Мы уплатили за переправу на барже цену, как счел Ламин, непомерную, невзирая на свирепые переговоры, и в тот миг, когда мой великанский мальчишка опустил меня на сиденье, откуда ни возьмись вокруг появилась дюжина молодых людей и расселась на всех пригодных для сиденья выступах корпуса баржи, отчего наше частное речное такси мигом превратилось в общественный транспорт. Но по другую сторону воды у меня опять появилась сеть, и мы выяснили, что Эйми решила остаться в одном из отелей на пляже, а в деревню выезжать завтра. Великанский мальчик пришел в восторг: мы уплатили ему снова и тем самым субсидировали еще одну поездку какой-то местной детворы, плывшей туда, откуда мы приплыли. Оказавшись на берегу, мы наконец добрались до деревни в рыдване-микроавтобусе. Мысль о двух лодках и двух такси в один день для Ламина была мучительна, несмотря даже на то, что за вторую поездку заплатила я, что запрошенная цена — от которой он поморщился — не принесла бы мне на Бродвее даже бутылку воды. Он сидел на крыше автобуса еще с одним мальчишкой, не поместившимся внутрь, и пока мои попутчики беседовали, спали, молились, ели, кормили младенцев и орали шоферу, чтобы высадил их, как мне казалось, на совершенно пустынных перекрестках, я слышала, как у меня над головой Ламин отбивает по крыше ритм, и два часа то был единственный язык, какой я понимала. До деревни мы доехали после десяти. Я остановилась у местного семейства и в такой час ни разу не выходила с их двора — и не осознавала, до чего полнейшая тьма нас окружает, а теперь Ламин перемещался в ней с полной уверенностью, как будто ее освещали прожекторами. Я трусила за ним по множеству узких песчаных дорожек, заваленных мусором, которых не могла различить, мимо листов гофрированного железа, отгораживавших каждое одноэтажное строение из шлакобетона от соседних, пока мы не добрались до участка Ал Кало [86] Алкало (аликалу) в традиционных гамбийских деревнях — старейшина семьи, основавшей деревню, светский староста и судья; в настоящее время, по конституции Гамбии, должность выборная.
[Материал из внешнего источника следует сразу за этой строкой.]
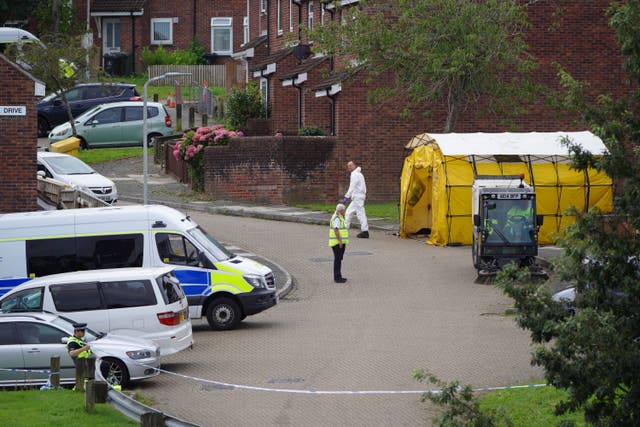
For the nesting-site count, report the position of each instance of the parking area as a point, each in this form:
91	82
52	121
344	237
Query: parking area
342	354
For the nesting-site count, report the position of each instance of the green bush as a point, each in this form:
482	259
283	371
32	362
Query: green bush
311	131
190	56
243	104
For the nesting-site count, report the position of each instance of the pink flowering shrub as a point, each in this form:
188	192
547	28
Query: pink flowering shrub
190	149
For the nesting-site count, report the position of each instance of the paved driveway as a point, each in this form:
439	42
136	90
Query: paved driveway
407	305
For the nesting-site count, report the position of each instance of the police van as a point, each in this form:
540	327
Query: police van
219	285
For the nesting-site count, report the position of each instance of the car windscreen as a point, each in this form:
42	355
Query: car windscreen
68	165
219	252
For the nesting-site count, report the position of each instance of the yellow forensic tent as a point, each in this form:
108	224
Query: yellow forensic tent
435	186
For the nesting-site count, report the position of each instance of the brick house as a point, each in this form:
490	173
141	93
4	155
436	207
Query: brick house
304	90
127	26
18	140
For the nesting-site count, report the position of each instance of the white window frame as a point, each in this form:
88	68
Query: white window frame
218	23
279	17
245	30
162	21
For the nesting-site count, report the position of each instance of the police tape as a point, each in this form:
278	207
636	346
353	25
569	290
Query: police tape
230	386
37	371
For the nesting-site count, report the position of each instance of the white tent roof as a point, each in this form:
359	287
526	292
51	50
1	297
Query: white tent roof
531	143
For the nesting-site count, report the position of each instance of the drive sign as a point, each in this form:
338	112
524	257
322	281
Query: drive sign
13	110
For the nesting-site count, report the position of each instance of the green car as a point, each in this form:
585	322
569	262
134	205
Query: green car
116	124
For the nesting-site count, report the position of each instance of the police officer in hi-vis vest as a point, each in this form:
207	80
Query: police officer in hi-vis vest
76	346
338	239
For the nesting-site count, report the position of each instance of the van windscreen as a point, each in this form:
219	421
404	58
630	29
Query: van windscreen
219	252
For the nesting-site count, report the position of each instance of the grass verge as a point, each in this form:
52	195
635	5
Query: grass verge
529	407
99	155
55	408
387	211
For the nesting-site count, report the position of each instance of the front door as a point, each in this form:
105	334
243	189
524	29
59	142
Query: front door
110	36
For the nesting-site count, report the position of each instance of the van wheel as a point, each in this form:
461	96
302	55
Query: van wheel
223	314
114	371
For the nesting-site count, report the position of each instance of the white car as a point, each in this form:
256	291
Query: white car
73	171
29	340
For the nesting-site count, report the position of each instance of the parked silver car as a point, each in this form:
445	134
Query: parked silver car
28	340
116	124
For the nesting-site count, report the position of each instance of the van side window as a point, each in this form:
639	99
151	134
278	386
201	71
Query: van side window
176	249
170	288
50	256
119	251
76	297
8	334
27	300
129	293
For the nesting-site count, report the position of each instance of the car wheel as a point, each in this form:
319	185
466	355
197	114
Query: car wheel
43	127
114	371
223	314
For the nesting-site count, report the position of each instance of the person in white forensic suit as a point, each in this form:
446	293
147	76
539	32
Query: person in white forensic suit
357	193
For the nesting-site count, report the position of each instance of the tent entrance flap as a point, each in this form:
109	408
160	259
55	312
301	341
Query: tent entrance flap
437	176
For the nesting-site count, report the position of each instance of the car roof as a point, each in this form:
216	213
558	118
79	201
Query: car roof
101	275
41	315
, не роскошнее и не выше прочих, зато перед ним простирался обширный пустырь, на котором минимум сотня детишек, все в школьной форме — той школы, которую нам в итоге предстояло заменить, — сгрудились под кроной единственного дерева манго. Они прождали шесть часов, чтобы станцевать перед женщиной по имени Эйми: теперь же Ламину предстояло объяснить им, почему эта дама сегодня не приедет. Но когда Ламин договорил, вождь, судя по всему, пожелал, чтобы ему все это объяснили еще раз. Я ждала, пока эти двое обсуждали вопрос, руки у них оживленно двигались, а детям меж тем становилось все скучнее, они начали бузить, пока женщины не отложили барабаны, на которых им более не предстояло играть, не велели детям наконец встать и не отправили их маленькими группками бегом по домам. Я подняла телефон. Он бросил свой искусственный свет на Ал Кало. Он вовсе не был, как я подумала, тем великим африканским вождем, что мысленно рисовался Эйми. Мелкий, пепельный, морщинистый и беззубый, в ветхой футболке Манчестерского университета, трениках и пластиковых домашних тапках «Найки», обмотанных тканевой клейкой лентой. И как бы Ал Кало удивился бы, в свою очередь, узнав, что за фигурой он стал для всех нас в Нью-Йорке! Началось все с электронного письма Мириам — с заголовком: «Протокол», — где перечислялось все, что, по мнению Мириам, любой гость деревни должен представить Ал Кало по прибытии, в знак уважения. Прокручивая его, Джуди хохотнула тюленем и сунула телефон мне под нос:
— Это шутка?
Я прочла список:
Очки для чтения
Парацетамол
Аспирин
Батарейки
Гель для душа
Зубная паста
Антисептический крем
— По-моему, нет… Мириам не умеет шутить.
Джуди с приязнью улыбнулась своему экрану:
— Ну, мне кажется, это мы осилим.
Джуди чаровало немногое, но этот список очаровал. Эйми он очаровал еще сильней, и несколько недель после, когда бы нас в долине Хадсона или доме на Вашингтон-сквер ни навещали зажиточные люди доброй воли, Эйми зачитывала им этот список с притворной серьезностью, а затем спрашивала всех присутствующих, способны ли они себе вообразить, и все признавались, что даже вообразить они не способны, их, похоже, очень трогала и утешала такая неспособность вообразить, это принималось за признак чистоты — как у Ал Кало, так и у них самих.